Handling Parallel Jobs/Threads

121 views Asked by At

I'm trying to refactoring my project and now I'm trying to research for best ways to increase the application's performance.

Question 1. SpinLock vs Interlocked

To creating a counter, which way has better performance.

Interlocked.increament(ref counter)

Or

SpinLock _spinlock = new SpinLock()
bool lockTaken = false;
try
{
    _spinlock.Enter(ref lockTaken);
    counter = counter + 1;                
}
finally
 { 
     if (lockTaken) _spinlock.Exit(false);
 } 

And if we need to increment another counter, like counter2, should we declare another SpinLock object? or its enough to use another boolean object?

Question 2. Handling nested tasks or better replacement

In this current version of my application, I used tasks, adding each new task to an array and then used Task.WaitAll()

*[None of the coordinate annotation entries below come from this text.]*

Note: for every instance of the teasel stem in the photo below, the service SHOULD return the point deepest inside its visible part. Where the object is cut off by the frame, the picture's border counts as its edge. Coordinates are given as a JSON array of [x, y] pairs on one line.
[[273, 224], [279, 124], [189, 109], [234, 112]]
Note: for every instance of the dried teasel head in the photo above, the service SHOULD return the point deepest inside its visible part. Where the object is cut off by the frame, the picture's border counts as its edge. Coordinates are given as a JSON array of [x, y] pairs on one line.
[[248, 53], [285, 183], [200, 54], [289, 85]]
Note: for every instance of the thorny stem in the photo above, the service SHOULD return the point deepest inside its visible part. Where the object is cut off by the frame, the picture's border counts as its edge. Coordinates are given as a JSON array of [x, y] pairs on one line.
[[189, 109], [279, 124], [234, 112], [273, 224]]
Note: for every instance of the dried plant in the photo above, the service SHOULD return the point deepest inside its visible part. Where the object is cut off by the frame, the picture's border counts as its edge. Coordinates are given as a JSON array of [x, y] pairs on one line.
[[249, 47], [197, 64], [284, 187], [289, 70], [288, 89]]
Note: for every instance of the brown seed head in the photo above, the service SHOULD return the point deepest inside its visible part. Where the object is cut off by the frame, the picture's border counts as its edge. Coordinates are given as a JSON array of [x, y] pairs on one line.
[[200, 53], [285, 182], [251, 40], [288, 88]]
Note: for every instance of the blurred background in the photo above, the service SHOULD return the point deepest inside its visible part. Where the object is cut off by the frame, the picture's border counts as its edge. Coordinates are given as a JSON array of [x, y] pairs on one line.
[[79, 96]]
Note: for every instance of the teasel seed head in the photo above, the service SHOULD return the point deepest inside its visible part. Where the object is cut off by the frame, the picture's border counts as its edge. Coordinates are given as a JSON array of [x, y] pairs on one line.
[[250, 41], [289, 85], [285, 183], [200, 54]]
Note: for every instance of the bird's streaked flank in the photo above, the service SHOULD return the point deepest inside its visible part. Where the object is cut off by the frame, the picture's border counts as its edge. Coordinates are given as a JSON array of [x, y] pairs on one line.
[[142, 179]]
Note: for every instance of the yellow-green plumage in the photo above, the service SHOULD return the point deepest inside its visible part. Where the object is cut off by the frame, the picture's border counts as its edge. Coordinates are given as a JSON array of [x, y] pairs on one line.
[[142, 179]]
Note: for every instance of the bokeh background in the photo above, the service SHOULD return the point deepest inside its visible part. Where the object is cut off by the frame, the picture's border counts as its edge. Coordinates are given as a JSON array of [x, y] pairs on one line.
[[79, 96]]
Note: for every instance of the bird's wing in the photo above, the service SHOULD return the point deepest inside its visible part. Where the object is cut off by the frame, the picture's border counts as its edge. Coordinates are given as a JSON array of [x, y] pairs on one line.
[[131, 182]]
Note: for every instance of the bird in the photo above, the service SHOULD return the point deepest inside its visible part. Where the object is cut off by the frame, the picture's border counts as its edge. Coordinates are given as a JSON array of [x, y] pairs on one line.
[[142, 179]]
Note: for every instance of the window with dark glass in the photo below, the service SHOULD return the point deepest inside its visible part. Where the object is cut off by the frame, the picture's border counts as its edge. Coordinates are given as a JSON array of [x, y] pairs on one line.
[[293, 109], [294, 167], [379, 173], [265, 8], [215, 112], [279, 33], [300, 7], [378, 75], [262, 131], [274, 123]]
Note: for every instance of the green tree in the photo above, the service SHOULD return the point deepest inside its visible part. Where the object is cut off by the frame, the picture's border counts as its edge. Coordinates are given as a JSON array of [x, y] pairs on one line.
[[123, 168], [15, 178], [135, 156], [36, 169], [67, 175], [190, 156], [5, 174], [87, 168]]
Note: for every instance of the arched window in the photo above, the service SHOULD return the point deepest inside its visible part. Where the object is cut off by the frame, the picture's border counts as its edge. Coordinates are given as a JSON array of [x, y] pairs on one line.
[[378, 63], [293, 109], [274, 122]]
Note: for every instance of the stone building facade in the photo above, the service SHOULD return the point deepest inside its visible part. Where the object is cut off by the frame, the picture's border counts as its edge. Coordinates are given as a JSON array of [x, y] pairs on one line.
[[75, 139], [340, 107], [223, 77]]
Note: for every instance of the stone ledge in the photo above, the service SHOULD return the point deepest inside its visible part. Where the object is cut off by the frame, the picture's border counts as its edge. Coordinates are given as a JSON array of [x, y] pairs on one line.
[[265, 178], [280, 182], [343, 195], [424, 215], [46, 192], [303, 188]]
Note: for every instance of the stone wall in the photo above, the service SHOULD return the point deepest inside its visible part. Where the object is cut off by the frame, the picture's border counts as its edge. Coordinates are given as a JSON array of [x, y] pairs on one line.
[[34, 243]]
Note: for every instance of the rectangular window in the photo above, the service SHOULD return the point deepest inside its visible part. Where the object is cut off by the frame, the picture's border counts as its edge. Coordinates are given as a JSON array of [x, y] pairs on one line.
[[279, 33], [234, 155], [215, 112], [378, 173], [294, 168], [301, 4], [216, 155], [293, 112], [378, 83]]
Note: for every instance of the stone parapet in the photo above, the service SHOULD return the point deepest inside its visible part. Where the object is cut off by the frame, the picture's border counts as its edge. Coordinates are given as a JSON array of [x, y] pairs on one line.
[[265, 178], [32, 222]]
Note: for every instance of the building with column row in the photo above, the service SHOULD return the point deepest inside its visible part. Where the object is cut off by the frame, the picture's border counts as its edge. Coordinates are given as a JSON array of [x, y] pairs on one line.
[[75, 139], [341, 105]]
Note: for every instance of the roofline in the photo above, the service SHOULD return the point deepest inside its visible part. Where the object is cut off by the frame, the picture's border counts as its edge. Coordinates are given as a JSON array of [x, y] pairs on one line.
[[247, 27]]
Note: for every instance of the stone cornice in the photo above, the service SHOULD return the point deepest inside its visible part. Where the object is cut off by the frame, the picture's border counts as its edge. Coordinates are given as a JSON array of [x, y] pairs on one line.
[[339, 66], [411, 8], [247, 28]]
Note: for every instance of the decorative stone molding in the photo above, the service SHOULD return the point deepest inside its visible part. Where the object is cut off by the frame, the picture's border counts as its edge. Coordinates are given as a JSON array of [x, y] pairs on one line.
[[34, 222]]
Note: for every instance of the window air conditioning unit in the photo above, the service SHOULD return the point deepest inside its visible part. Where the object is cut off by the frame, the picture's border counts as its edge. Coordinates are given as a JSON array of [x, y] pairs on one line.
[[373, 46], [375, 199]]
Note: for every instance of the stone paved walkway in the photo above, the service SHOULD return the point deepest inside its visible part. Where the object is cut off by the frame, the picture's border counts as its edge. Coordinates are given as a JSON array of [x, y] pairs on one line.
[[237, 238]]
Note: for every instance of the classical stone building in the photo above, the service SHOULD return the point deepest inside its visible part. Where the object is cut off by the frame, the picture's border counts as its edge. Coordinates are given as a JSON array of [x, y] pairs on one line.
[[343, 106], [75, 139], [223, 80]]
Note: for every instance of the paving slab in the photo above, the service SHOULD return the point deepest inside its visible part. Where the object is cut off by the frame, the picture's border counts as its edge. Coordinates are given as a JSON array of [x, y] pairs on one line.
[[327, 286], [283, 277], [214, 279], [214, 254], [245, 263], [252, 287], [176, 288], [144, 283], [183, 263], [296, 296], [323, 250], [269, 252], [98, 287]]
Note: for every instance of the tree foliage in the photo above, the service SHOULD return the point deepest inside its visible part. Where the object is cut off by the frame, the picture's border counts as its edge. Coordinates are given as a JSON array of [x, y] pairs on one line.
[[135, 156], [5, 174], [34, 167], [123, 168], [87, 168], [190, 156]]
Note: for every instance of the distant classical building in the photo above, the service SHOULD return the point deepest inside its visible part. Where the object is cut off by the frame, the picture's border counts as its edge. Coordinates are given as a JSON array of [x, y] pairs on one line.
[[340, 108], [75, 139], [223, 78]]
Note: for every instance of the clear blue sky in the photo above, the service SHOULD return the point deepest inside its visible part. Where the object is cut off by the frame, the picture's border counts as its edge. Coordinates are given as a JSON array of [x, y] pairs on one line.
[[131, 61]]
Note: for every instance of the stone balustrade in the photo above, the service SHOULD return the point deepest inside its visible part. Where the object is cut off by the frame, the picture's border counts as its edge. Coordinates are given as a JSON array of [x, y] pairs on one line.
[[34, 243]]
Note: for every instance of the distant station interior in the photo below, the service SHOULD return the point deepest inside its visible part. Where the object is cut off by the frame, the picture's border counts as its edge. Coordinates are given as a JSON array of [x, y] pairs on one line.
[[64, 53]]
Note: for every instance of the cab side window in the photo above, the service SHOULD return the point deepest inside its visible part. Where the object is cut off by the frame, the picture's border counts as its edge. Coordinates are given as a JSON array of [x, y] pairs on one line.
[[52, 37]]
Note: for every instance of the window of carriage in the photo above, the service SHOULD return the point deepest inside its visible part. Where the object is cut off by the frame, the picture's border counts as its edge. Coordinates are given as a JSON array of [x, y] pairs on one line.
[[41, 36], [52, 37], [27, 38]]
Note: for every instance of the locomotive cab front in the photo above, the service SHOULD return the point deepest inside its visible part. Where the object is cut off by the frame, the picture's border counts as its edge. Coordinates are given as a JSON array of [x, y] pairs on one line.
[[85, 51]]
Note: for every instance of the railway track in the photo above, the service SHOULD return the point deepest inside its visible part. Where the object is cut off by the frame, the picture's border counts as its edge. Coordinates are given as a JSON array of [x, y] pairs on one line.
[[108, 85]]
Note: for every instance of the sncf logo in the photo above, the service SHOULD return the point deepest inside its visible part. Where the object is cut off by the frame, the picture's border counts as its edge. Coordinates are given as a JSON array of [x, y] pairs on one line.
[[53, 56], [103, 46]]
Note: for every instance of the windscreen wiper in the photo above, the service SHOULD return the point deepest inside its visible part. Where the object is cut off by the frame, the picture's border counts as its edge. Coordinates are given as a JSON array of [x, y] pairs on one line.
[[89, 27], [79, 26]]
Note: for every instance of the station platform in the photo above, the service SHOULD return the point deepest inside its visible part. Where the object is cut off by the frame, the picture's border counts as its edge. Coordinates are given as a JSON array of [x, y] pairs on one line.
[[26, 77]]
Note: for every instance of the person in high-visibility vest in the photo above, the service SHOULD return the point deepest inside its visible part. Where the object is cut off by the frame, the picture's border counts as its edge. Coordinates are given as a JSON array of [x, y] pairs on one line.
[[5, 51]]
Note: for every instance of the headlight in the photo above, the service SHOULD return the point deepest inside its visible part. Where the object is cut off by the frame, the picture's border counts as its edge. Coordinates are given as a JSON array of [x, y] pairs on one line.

After a lot of research I just figured out that using Parallel.ForEach has better performance, But how can I control the number of current threads? I know I can specify a MaxDegreeOfParallelism in a ParallelOptions parameter, but the problem is here, every time crawl(url) method runs, It just create another limited number of threads, I mean if I set MaxDegree to 10, every time crawl(url) runs, another +10 will created, am I right?, so how can I prevent this? should I use semaphore and threads instead of Parallel? Or there is a better way?

public void Start() {
    Parallel.Invoke(() => { crawl(url) } );
}


crawl(string url) {
    var response =  getresponse(url);
    Parallel.foreach(response.links, ParallelOption, link => {
        crawl(link);
    });
}

Question 3. Notify when all Jobs (and nested jobs) finished.

And my last question is how can I understand when all my jobs has finished?

2

There are 2 answers

0
Enigmativity On

I'd suggest looking at Microsoft's Reactive Framework for this. You can write your Crawl function like this:

public IObservable<Response> Crawl(string url)
{
    return
        from r in Observable.Start(() => GetResponse(url))
        from l in r.Links.ToObservable()
        from r2 in Crawl(l).StartWith(r)
        select r2;
}

Then to call it try this:

IObservable<Response> crawls = Crawl("www.microsoft.com");

IDisposable subscription =
    crawls
        .Subscribe(
            r => { /* process each response as it arrives */ },
            () => { /* All crawls complete */ });

Done. It handles all the threading for you. Just NuGet "System.Reactive".

0
TheGeneral On

There a is a lot of misconceptions here, I'll point out just a few.

To creating a counter, which way has better performance.

They both do, depending on your exact situation

After a lot of research I just figured out that using Parallel.ForEach has better performance

This is also very suspect, and actually just wrong. Once again it depends on what you want to do.

I know I can specify a MaxDegreeOfParallelism in a ParallelOptions parameter, but the problem is here, every time crawl(url) method runs, It just create another limited number of threads

Once again this is wrong, this is your own implementation detail, and depends on how you do it. also TPL MaxDegreeOfParallelism is only a suggestion, it will only do what it thinks heuristically is best for you.

should I use semaphore and threads instead of Parallel? Or there is a better way?

The answer is a resounding yes.


OK, let's have a look at what you are doing. You say you are making a crawler. A crawler, accesses the internet, each time you access the internet or a network resource or the file system you are (said simplistically) waiting around for an IO completion port callbacks. This is what's knows as an IO workload.

With IO Bound tasks we don't want to tie up the thread pool with threads waiting for IO completion ports. It's inefficient, you are using up valuable resources waiting for callback on threads that are effectively paused.

So for IO bound work, we don't want to spin up new tasks, and we don't want to use Parallel ForEach to wait around using up threads waiting for events to happen. The most appropriate modern pattern for IO bound tasks is the async and await pattern.

For CPU bound work (if you want to use as much CPU as you can) smash the thread pool, use TPL Parallel or as many tasks that is effective.

The async and await pattern works well with completion ports, because instead of waiting around idly for a callback it will give the threads back and allow them to be reused.

...

However what I suggest is using another approach, where you can take advantage of async and await and also control degrees of parallelisation. This enables you to be good to your thread pool, not using up resources waiting for callbacks, and allowing IO to be IO. I give you TPL DataFlow ActionBlock and TransformManyBlocks


This subject is a little above a simple working example, but I can assure you its an appropriate path for what you are doing. What I suggest is you have a look at the following links.

In Summary, there are many ways to do what you want to do, and there are many technologies. But the main thing is you have some very skewed ideas about parallel programming. You need to hit the books, hit the blogs, and start getting some really solid design principles from the ground up, and stop trying to figure this all out for your self by nit picking small bits of information.